In the weeks leading up to this trip, the anticipation was palpable.  I was cutting my excitement with a knife & spreading it onto toast for breakfast every morning.

  1. Leg 1:  After work on a Wednesday night, to my local train station.
  2. Leg 2:  Bus to Haneda Airport.
  3. Leg 3:  Flight to Naha, Okinawa.
  4. Leg 4:  Flight to Yonaguni Island, Okinawa the next day.
  5. Leg 5:  Pickup in cold, rainy paradise by the dive shop van.

I was nervous that I wouldn’t make it to the train station in time to catch the bus to the airport.  I was nervous that the bus would get stuck in traffic, & I’d miss my flight.  At Naha Airport, there were announcements & signs telling us that our small plane to Yonaguni would be rerouted to Ishigaki Island or Miyako Island if the winds were too strong.  I’ve never paid so much attention to the flight crew’s safety brief, & you best believe that I read every English word of the in-seat safety card.  Take-off!  When our little plane landed, strong winds & all, on the oceanfront runway of little Yonaguni Island, I felt every good piece of karma that I’ve ever released into the universe coming back to me.  Namaste.

To Sou Wes dive shop!

Sou Wes runs a top notch operation.  Herding us diving sheep from shop, to dock, to blue water dive, back to shop, repeat, repeat, repeat for 4 straight days.
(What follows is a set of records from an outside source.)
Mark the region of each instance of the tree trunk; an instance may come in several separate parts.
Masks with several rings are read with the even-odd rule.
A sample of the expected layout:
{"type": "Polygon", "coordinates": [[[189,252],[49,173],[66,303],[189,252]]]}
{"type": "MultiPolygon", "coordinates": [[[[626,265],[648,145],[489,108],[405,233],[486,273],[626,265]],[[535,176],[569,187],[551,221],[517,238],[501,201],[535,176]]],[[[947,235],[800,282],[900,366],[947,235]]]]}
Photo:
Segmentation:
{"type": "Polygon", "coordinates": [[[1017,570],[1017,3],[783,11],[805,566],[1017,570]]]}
I could really get used to this hammerhead searching, blue water drift diving routine.  The hammers come every winter, with the strong currents.  To find them, we followed our trusty guides, usually Toyo-san & Mar-san, expert hammerhead searcher extraordinaires.  The routine seemed simple enough:  The boat would drive about 15 minutes or so to a potential hammerhead sighting spot (“Hammerhead Point”), then we divers would backroll into the water, drift in the current at 10 meters, watch our dive guide below at 25-30 meters, & swim furiously down towards him whenever he shook his bright yellow light–our signal that hammerheads were a-lurking.  This didn’t happen during every dive, but when it did, the rush was real.  We’d kick our fins as fast as we could, establish buoyancy before plunging too deep into the abyss (& before feeling too much nitrogen narcosis), focus our eyes like laser beams onto the invisible line protruding from the guide’s arm to wherever he was pointing, then look…  & look…  & enjoy.

Video credit:  Klaus H.

It’s moments like that, those seconds to minutes of being surrounded by hundreds of hammerhead sharks in the deep blue open ocean with no bottom in sight, that remind me why I’ve invested so much time & money & physical exertion & mental exhaustion & book learning & dives when I was so cold & uncomfortable with no visibility…  I was reminded of why I needed those moments to prepare me for incredible underwater experiences like this.

Photo credit: Oleg D.

On the last day, we rented a van to sightsee around Yonaguni, daydreaming that the abundant horses & cows around the island were actually hammerhead sharks.

Another awesome trip with the DiveZone Tokyo crew, diving friends who’ve become diving family.